3. Pour a little more water in. Mix. I should have warned you... the three pics above are of me mixing... just mixing. Be prepared for lots of mixing and working of the dough.

4. Pour a little more water in. Mix

5. Pour the last of the water in. Mix. Mix like crazy. By now there will be dough sticking to your fingers. Dough sticking to your t-shirt. Dough everywhere. What I was told is that you know you are done mixing when the dough is no longer stuck on your fingers but is altogether in the bowl. There is a special Zulu technique to help in mixing the dough. At the point you can really start pounding the dough with your fist. Haha, I haven't figured out yet if this is to get your frustrations out because it takes forever to mix the dough or, if its really helping but the chef who taught me really believed in how much it helps. Make sure you roll the dough, flatten it with your hands (by pounding it) and then try to roll in up in a roll and over and over again. That way it will be nice and mixed.

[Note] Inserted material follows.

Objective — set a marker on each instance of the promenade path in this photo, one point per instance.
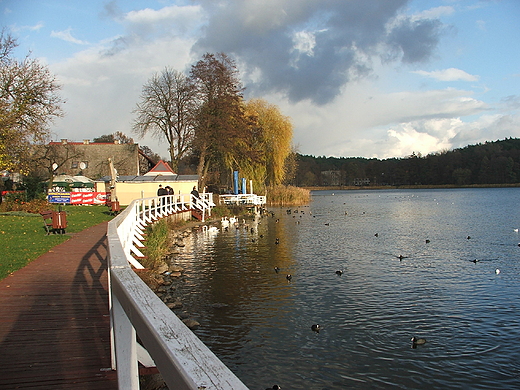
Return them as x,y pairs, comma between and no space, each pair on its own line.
54,319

6. Then put the dough in a very warm place for 45 min to an hour for it to rise. We made the bread on a rainy so it was hard to find a warm place here. A heater or anything will work there at home but here, what we did is put the dough in a plastic bowl and then put that bowl inside of a larger bowl. We then heated up the kettle and poured hot water down along the middle of the two bowls, careful not to get any water inside the bowl with the dough. Then we covered both bowls with towels so the heat wouldn't escape and just waited. If you're wondering what the dough should look like at this point, what we did was just molded into a big, flat ball. We actually cooked it like this too. My roomate, Precious, suggested actually letting the dough rise three times and in between times pushing the dough back. I tried her Zulu bread and it was extra moist and lovely so definetly try this out.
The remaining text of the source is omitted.